United States, February 23: A recent study by a Washington-based institute has revealed that a large number of H-1B visa holders are employed on temporary jobs by the employers.
The survey said the main aim of sponsorship offered by employers is not provide permanent residency for such H-1B visa holders but only to fill the vacant posts temporarily.
The Economic Policy Institute which released the study last week brought forth the stark realities of the plans of various US and offshore firms offering sponsorship. The findings reveal that majority of India-based firms seek PR (Permanent Residency) for only a fraction of their US based employees. Meanwhile, some big giants including Microsoft Corp. are thinking of initiating the process of green card to attract employees.
The motive of almost all such sponsorships, said the author of this study and an associate professor of public policy at Rochester Institute of Technology, Ron Hira, is to take advantage of cheap guest-worker labor for filling temporary positions for work in the US from overseas workers.
The study separated the data into H-1B and L-1 visa categories after examining the data company-by-company.
Meanwhile, there has been severe criticism from far and wide against the study. Eric Thomas, a spokesman for Complete America (a
coalition of universities, vendors and various sponsors of H-1B visa holders) called the study as misleading, since the study putting different visa categories into one bucket.
Thomas said that the L-1 visa, for example, is used for intracompany transfers by MNCs (multinational companies) and that’s how this system was intended to work. So, there is no need to skew the data, quipped Thomas.

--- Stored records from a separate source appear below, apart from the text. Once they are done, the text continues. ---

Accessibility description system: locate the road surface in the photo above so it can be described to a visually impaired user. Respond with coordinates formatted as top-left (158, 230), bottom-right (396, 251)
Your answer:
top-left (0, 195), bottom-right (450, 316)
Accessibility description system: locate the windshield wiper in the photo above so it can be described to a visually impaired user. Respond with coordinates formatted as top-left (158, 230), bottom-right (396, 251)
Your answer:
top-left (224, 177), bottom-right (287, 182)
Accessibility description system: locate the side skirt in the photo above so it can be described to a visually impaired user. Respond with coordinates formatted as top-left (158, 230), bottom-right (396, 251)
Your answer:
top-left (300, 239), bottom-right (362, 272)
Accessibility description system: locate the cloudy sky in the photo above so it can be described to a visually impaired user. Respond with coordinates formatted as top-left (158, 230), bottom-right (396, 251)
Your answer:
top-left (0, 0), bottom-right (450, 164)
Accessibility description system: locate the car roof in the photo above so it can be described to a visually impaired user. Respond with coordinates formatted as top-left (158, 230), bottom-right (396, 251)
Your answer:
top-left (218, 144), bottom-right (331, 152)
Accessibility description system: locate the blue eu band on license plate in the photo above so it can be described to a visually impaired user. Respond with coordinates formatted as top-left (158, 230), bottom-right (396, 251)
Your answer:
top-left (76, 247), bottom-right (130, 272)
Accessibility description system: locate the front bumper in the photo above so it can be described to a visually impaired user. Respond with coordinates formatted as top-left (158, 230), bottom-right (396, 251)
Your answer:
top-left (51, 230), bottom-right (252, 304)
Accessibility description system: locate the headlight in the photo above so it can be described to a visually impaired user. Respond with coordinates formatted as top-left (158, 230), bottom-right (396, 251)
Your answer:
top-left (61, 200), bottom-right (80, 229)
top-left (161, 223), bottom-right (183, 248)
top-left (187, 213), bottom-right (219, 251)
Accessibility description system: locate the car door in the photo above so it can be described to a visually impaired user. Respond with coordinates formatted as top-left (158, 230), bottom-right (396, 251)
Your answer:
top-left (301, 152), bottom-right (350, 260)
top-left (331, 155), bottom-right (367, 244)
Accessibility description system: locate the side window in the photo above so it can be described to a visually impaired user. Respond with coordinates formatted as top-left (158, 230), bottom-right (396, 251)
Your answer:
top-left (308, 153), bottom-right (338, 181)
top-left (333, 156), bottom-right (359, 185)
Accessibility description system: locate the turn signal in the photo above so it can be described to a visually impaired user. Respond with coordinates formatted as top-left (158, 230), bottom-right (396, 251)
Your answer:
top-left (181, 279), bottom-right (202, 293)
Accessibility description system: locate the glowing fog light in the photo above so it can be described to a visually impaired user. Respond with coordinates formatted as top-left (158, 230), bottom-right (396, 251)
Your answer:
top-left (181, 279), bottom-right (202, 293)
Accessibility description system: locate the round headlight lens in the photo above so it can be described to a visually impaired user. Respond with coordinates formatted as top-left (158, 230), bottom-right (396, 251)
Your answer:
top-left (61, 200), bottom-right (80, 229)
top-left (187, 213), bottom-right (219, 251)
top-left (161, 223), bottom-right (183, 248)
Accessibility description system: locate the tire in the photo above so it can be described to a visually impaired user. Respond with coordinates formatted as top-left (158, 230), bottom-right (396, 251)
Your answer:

The study found that Microsoft Corp. sought PR for 703 H-1B visa holders out of the total 1037 H-1B visas granted for the company in 2008. Another company, Intel Corp. sought permanent residency for just two H-1B visa holders out of the total 351 H-1B Visa approvals received by the company in the same year.
The study by Hira has argued that the current visa rules empower the employers to control H-1B workers since these visa workers have very limited options to switch jobs. Moreover, their visa can be revoked by their employer at any point of time through termination of their employment and resulting in immediate exit of the employee from the country.